As well as working with GEOMAR, the Volvo Race teams have also been dropping drifter buoys from the U.S.-based National Oceanic and Atmospheric Administration (NOAA) to collect ocean data. This should enable them to map currents and determine where the microplastics that were found in the Southern Ocean came from.

Despite the scale of the problem, Caffari remains upbeat because of her firm belief that change is possible if everyone works together.

“The harsh reality is that the problem is caused by us, by our throwaway culture and single-use plastic consumption. But what is heartening is that things can change and it’s very easy to make the change,” Caffari said.

“We’re encouraging everyone to sign the UN Environment pledge on Clean Seas  … but also to practise what they preach. What we are trying to do is let people know that very simple changes in behaviour in everyday life would make a big difference if we all did it as a collective,” she said.


Education was a key focus of the team’s on-land campaign and they used the race’s mascot -- Wisdom the Albatross -- to reinforce their messages to children. They had to adapt their campaign for each of the 12 host cities where the race docked, to take account of each nation’s particular circumstances.

“In Asia, they are just noticing the problem and in Sweden they have got a very intensive recycling plan in place.
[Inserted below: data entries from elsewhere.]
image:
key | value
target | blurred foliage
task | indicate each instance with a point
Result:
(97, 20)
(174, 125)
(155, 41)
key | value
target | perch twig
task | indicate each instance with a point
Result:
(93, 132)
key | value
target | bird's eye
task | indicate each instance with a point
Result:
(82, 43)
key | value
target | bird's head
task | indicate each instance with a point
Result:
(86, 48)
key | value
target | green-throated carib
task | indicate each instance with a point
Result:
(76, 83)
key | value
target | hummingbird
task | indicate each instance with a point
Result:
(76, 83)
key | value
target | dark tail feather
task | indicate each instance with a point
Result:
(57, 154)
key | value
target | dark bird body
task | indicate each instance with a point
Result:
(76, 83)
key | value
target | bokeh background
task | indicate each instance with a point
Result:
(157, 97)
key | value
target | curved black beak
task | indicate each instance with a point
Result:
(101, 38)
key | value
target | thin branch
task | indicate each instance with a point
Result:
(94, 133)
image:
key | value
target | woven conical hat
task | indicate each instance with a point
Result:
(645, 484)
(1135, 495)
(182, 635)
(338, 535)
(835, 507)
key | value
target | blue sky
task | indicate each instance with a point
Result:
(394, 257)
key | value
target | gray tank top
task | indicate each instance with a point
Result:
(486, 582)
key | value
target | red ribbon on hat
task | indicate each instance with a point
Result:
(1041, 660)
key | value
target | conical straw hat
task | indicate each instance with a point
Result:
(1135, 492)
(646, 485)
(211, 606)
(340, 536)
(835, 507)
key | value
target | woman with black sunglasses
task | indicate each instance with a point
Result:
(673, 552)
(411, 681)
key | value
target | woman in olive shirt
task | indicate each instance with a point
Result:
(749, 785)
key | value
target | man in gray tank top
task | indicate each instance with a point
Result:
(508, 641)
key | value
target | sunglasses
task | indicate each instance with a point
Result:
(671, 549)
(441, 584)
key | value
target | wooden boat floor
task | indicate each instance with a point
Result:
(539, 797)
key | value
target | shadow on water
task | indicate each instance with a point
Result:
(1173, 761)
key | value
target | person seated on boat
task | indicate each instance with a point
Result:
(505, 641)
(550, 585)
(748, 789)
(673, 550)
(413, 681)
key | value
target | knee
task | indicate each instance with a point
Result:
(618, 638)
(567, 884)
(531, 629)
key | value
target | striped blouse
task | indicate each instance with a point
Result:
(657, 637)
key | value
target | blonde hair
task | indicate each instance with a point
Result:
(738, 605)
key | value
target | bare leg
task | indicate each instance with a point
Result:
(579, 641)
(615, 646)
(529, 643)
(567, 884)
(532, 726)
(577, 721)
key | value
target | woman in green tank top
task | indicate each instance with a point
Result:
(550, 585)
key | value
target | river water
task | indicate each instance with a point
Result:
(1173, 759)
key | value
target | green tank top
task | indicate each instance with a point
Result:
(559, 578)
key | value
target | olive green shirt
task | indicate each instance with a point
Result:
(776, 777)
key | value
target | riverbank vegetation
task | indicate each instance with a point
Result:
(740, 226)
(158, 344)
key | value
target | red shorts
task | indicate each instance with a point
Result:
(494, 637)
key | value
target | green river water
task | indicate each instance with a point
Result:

But so long as we are all moving forward on the journey it doesn’t really matter where anyone is,” Caffari said.

The top five marine plastic polluting countries are in Southeast Asia -- China, Indonesia, Philippines, Vietnam, and Thailand. But as Caffari notes, that is not the whole story. She remembered how the crew were sailing through the region earlier this year when China was implementing its decision to no longer accept shipments of rubbish, such as waste plastic and paper, from Britain or other countries.

China is the main destination for more than half of plastic waste exported by Western nations, and Caffari believes the decision to halt these imports was a crucial one.

”We need to deal with our own rubbish ourselves instead of sending it to other countries. Asia does have a huge problem but we don’t help by sending our rubbish to them,” she said.

As the ocean race drew to a close, Caffari was hoping to give the crew a “moment of glory” on the run-in to the Hague. But their race against the destruction caused by plastic pollution would continue, she said, with each team member seeking to keep momentum going in their own way.

She believes that creating a virtuous circle is key. If the public demands more responsible policies, this will filter down to producers and force changes in manufacturing. Government legislation is also important to encourage people to think outside the box and accept the inevitability of change.

“We need plastic,” Caffari says. “But the type of plastic and what we do with it afterwards is the key thing here … Let’s think about a circular economy, let’s think of putting the infrastructure for recycling in place behind it and let’s make sure (plastic companies) are responsible for what they are producing and for where it goes beyond that.”

In a sense, the sheer scale and ubiquity of the problem may contain the seeds of a solution.

“For a while now, the issue has always been in someone else’s river, someone else’s beach, someone else’s ocean. Now, with the fact that it’s gone full circle, that microplastics are in the fish that we’re eating … I think people realise that it’s their problem, it’s everyone’s problem.  It doesn’t matter where you live.”